Immer wieder monieren Anwender, dass sie von ihren Anbietern nach Ende des formalen Projektes alleingelassen werden und damit letztlich auf einer ERP-Baustelle ohne Hilfe sitzenbleiben.
Eine weitere Änderung betrifft die konsequente Nutzung von Methoden der Wirtschaftsstatistik zur Qualitätssicherung der ERP-Daten. Hierzu hat die i2s unter anderem intensiv mit der Universität Dresden sowie der Wirtschaftsuniversität Wien zusammengearbeitet. Mit Hilfe von statistischen Methoden und SPSS wurden die Datensätze der Anwender des jeweiligen Systems auf ihre Normalverteilung geprüft.



Dabei wurde das Prüfverfahren nach Kolmogorov-Smirnov angewandt. Die Ergebnisse sind insgesamt beeindruckend: Die Studie ist statistisch gesehen exzellent.
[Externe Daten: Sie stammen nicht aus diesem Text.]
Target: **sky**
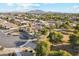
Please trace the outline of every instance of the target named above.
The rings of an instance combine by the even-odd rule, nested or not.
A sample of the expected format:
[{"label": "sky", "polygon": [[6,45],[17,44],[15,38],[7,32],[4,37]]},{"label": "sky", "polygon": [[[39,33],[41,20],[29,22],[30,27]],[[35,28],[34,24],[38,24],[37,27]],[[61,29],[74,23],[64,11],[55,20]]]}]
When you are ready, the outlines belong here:
[{"label": "sky", "polygon": [[79,13],[79,3],[0,3],[0,12],[26,12],[29,10]]}]

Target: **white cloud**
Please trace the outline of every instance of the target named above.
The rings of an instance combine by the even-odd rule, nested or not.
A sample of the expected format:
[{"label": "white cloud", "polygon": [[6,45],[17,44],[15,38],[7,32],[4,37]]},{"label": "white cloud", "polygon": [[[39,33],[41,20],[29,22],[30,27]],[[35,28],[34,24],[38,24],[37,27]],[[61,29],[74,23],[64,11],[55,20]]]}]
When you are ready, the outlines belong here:
[{"label": "white cloud", "polygon": [[73,12],[73,13],[79,13],[79,6],[72,6],[72,7],[70,7],[70,8],[67,8],[67,10],[69,11],[69,12]]}]

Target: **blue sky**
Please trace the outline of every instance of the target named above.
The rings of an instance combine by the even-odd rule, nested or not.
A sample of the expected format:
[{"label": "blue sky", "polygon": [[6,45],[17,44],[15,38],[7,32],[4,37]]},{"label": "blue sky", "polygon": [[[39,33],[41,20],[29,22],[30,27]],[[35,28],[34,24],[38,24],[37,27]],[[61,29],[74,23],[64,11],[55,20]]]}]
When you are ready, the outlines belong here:
[{"label": "blue sky", "polygon": [[0,12],[25,12],[35,9],[79,13],[79,3],[0,3]]}]

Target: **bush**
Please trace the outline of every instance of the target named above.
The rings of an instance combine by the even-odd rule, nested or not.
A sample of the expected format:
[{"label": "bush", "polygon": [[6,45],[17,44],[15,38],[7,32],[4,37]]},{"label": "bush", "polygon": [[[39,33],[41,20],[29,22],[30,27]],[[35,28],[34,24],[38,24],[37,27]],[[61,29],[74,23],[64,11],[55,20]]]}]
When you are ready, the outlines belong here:
[{"label": "bush", "polygon": [[49,53],[49,56],[71,56],[71,54],[67,51],[59,50],[59,51],[51,51]]},{"label": "bush", "polygon": [[63,35],[60,32],[50,32],[48,38],[50,42],[59,43],[62,42]]},{"label": "bush", "polygon": [[50,42],[47,40],[39,41],[36,47],[37,56],[47,56],[50,52]]}]

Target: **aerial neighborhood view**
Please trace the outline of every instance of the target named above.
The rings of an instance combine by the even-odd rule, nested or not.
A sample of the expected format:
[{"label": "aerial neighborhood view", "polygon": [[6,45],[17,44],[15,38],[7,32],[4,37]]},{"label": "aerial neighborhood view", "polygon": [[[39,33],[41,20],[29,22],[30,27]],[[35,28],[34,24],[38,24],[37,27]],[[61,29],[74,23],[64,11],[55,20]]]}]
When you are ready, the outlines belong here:
[{"label": "aerial neighborhood view", "polygon": [[0,56],[79,56],[79,3],[0,3]]}]

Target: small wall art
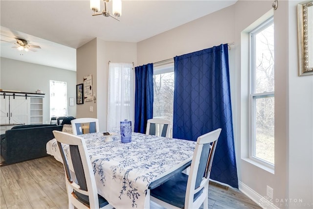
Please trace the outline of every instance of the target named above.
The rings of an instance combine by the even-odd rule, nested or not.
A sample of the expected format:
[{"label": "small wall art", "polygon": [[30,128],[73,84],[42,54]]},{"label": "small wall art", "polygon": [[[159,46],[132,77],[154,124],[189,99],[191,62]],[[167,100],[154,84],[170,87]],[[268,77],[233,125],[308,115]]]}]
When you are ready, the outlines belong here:
[{"label": "small wall art", "polygon": [[76,104],[84,104],[84,84],[76,85]]}]

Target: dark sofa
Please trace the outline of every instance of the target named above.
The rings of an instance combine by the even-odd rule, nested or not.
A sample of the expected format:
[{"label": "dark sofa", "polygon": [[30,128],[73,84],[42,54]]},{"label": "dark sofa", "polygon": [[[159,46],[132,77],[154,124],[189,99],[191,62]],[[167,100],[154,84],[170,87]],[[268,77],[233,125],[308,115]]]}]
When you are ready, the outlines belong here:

Leider musste aber auch in diesem Jahr ein Anbieter ausgeschlossen werden, dessen Datengesamtheit weit weg von einer Normalverteilung lag und daher Manipulationen nicht ausgeschlossen werden konnten. Der Einsatz von anerkannten statistischen Methoden sollte nun ein für alle Mal einigen Anbietern den Wind aus den Segeln nehmen, die bei schlechten Benotungen gerne wüste Attak­ken auf die Urheber der Studie reiten.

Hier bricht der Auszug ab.